By Savannah Lewis
Martin Luther King Jr. once said, “Our lives begin to end the day we become silent about things that matter.” This quote is the theme for the 29th Dr. Martin Luther King Jr. Celebration Breakfast. The breakfast, held on Jan. 2, is an annual collaboration between Cleveland State University and Cuyahoga Community College to highlight students at both universities and showcase the progression of change that King helped to establish.
Ronnie Dunn, chief diversity officer at Cleveland State, explained that the event is in place to “commemorate the legacy, work and vision of Dr. King and to make sure it is not just seen as a celebratory day, but that we embody the work that he stood for and move that work and vision forward”.

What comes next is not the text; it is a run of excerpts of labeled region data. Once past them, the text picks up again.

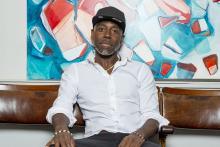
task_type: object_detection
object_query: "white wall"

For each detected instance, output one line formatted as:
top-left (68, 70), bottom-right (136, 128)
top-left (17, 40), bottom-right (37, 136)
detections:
top-left (0, 0), bottom-right (220, 147)
top-left (0, 0), bottom-right (26, 80)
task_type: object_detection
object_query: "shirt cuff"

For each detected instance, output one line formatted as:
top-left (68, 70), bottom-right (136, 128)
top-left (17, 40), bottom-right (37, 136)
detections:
top-left (46, 107), bottom-right (76, 127)
top-left (142, 114), bottom-right (169, 130)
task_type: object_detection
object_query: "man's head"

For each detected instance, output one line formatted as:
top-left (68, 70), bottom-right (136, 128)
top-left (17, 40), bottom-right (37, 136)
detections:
top-left (91, 7), bottom-right (125, 57)
top-left (92, 6), bottom-right (126, 33)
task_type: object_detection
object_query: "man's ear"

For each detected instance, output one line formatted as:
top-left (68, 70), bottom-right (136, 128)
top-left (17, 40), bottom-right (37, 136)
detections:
top-left (90, 29), bottom-right (94, 44)
top-left (120, 34), bottom-right (125, 46)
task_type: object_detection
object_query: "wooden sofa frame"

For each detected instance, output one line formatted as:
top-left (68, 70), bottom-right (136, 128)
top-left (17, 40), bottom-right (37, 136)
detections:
top-left (0, 84), bottom-right (220, 147)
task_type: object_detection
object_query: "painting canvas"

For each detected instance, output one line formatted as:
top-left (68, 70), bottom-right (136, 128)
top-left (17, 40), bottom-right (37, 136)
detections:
top-left (27, 0), bottom-right (220, 80)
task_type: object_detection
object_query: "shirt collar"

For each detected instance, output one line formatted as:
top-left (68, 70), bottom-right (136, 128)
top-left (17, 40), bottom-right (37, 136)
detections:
top-left (87, 50), bottom-right (131, 65)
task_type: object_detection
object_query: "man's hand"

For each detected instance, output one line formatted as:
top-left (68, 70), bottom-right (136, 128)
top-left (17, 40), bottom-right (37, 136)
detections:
top-left (118, 133), bottom-right (144, 147)
top-left (45, 132), bottom-right (76, 147)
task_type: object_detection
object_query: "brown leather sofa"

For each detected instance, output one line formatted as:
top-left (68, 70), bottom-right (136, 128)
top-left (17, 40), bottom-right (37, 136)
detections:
top-left (0, 84), bottom-right (220, 147)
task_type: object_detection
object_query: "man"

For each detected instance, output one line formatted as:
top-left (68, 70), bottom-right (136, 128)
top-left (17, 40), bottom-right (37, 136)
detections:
top-left (47, 7), bottom-right (168, 147)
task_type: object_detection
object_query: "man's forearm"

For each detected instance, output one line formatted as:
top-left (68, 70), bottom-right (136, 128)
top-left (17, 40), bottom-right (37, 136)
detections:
top-left (52, 113), bottom-right (69, 131)
top-left (137, 119), bottom-right (159, 139)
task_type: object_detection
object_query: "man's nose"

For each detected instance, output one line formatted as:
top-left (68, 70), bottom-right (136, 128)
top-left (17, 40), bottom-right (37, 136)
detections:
top-left (104, 29), bottom-right (111, 38)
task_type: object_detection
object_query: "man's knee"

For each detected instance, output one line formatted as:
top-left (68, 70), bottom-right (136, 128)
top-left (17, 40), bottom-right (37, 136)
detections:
top-left (141, 141), bottom-right (161, 147)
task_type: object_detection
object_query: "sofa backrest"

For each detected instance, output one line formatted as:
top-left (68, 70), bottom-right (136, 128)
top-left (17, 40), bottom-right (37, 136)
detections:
top-left (0, 84), bottom-right (84, 125)
top-left (160, 87), bottom-right (220, 130)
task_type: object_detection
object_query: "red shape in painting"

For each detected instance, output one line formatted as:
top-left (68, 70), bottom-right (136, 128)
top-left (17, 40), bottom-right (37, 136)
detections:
top-left (203, 54), bottom-right (218, 75)
top-left (160, 62), bottom-right (172, 76)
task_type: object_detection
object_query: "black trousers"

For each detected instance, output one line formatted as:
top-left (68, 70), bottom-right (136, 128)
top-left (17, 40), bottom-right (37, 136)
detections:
top-left (75, 131), bottom-right (160, 147)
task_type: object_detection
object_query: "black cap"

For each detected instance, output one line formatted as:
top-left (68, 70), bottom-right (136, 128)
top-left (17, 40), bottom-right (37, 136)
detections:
top-left (92, 6), bottom-right (126, 33)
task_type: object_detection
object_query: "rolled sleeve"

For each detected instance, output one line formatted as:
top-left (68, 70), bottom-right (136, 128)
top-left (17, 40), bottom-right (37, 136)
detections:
top-left (139, 65), bottom-right (169, 127)
top-left (46, 65), bottom-right (78, 127)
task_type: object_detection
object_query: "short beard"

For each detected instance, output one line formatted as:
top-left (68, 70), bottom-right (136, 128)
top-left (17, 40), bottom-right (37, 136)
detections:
top-left (95, 46), bottom-right (120, 58)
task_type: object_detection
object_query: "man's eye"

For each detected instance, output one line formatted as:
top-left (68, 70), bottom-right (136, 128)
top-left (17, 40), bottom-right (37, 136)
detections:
top-left (98, 27), bottom-right (104, 32)
top-left (112, 29), bottom-right (119, 33)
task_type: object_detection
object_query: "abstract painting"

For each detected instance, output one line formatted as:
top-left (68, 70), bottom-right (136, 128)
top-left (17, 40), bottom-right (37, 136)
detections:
top-left (27, 0), bottom-right (220, 80)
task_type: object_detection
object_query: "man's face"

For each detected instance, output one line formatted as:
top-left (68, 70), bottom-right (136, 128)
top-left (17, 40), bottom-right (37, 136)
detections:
top-left (91, 21), bottom-right (123, 56)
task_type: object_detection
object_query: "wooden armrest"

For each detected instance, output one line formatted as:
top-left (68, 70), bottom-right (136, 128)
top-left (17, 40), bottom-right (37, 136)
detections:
top-left (159, 125), bottom-right (174, 136)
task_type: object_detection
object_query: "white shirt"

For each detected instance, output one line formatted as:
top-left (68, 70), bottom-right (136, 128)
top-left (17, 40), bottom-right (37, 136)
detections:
top-left (47, 54), bottom-right (168, 137)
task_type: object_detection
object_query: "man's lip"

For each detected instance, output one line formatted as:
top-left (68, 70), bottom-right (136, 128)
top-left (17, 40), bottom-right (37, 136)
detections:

In an effort to showcase King’s message on their campuses, Cleveland state and Tri-C held contests asking students to write a personal essay based off of the quote seen above. Two students were chosen from each school to share what this quote meant to them in their day to day lives.
“We want to celebrate and acknowledge the next generation of leaders,” Dunn explained. “So the students and their essays are the focal point of the event.”
Kayla Barillas, one of the contest winners from Cleveland State, focused on her experiences that related to the meaning of the quote.
“My parents are both from El Salvador, and I am also a first-generation college student.” Barillas said. “So I wrote about discrimination and inequality that I have faced in my community and that my community is currently facing.”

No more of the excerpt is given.